A further $4.3 billion is needed if a global vaccines alliance is to meet its goal of supplying life-saving immunisations to millions of children in poor countries by 2015, the organisation said recently.
The GAVI Alliance (Global Alliance on Vaccines and Immunisation) said it had asked existing and potential donors to a meeting in The Hague on March 25 and 26 to challenge them to “make a strong impact” on childhood death rates.
In 2000, world leaders from 189 countries signed up to the Millennium Development Goals to reduce child mortality by two-thirds by 2015.

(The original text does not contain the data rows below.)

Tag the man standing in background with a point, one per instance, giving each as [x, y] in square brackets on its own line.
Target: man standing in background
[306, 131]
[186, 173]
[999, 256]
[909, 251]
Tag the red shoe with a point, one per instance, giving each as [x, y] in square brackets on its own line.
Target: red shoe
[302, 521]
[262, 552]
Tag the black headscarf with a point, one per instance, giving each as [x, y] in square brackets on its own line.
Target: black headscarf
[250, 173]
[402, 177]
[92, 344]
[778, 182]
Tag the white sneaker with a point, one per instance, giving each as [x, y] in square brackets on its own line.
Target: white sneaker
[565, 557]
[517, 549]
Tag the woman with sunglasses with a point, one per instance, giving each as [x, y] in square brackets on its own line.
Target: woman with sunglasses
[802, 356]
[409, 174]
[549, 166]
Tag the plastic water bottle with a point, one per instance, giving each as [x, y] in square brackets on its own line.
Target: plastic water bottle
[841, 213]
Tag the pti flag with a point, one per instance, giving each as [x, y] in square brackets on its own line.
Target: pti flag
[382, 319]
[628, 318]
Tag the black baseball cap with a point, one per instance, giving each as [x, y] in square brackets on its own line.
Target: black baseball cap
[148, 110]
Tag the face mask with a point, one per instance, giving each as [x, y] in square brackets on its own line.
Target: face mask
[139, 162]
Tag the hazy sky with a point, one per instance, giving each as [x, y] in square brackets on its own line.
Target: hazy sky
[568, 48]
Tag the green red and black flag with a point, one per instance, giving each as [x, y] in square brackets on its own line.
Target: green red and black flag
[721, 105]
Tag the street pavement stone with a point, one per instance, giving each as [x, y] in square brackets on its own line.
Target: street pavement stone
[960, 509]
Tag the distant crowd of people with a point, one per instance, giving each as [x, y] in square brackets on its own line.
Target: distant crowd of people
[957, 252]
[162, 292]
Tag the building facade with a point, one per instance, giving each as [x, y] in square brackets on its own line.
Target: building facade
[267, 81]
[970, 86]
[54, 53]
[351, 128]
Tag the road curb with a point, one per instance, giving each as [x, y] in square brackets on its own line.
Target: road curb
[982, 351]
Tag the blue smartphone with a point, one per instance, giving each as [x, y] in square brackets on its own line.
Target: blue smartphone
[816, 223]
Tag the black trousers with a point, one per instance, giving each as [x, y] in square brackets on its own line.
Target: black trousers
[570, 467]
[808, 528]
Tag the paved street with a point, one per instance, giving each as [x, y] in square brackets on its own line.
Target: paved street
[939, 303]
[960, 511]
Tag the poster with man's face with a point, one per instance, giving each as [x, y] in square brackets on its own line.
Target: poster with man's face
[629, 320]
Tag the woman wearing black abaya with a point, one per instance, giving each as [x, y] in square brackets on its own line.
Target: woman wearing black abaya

GAVI, which is supported by the World Health Organisation, the World Bank, UNICEF, the Bill & Melinda Gates Foundation and vaccine makers, says it has 40 percent of the $7 billion it needs between now and 2015 to help meet that goal.
GAVI has almost completed a large-scale campaign to supply so-called pentavalent, or five-in-one, vaccines to fight a range of preventable diseases including hepatitis B, diphtheria, tetanus, whooping cough and Hib in developing countries.
“With $7 billion, (GAVI) will be able to fully roll out pentavalent vaccine and introduce new vaccines against pneumococcal disease and rotavirus diarrhoea in over 40 countries,” it said in a statement. “These last two vaccines alone can save one million children by 2015.”
Children in rich nations are routinely immunised against the bacteria causing deadly diseases — namely Hib, pneumococcus and rotavirus — but in much of Africa, Asia and Latin America, babies and young people often remain dangerously exposed.
The scale of GAVI’s buying and distribution power allows it to secure much lower prices for vaccines, which are then supplied to poor nations at a fraction of their cost. GAVI said last week it expected to announce a deal very soon on the supply of up to 200 million doses a year of cut-price pneumococcal vaccines to developing nations.
The pneumococcal deal will be partly funded by Britain, Italy, Canada, Russia, and Norway, who agreed in June last year to invest a total of $1.5 billion in the project.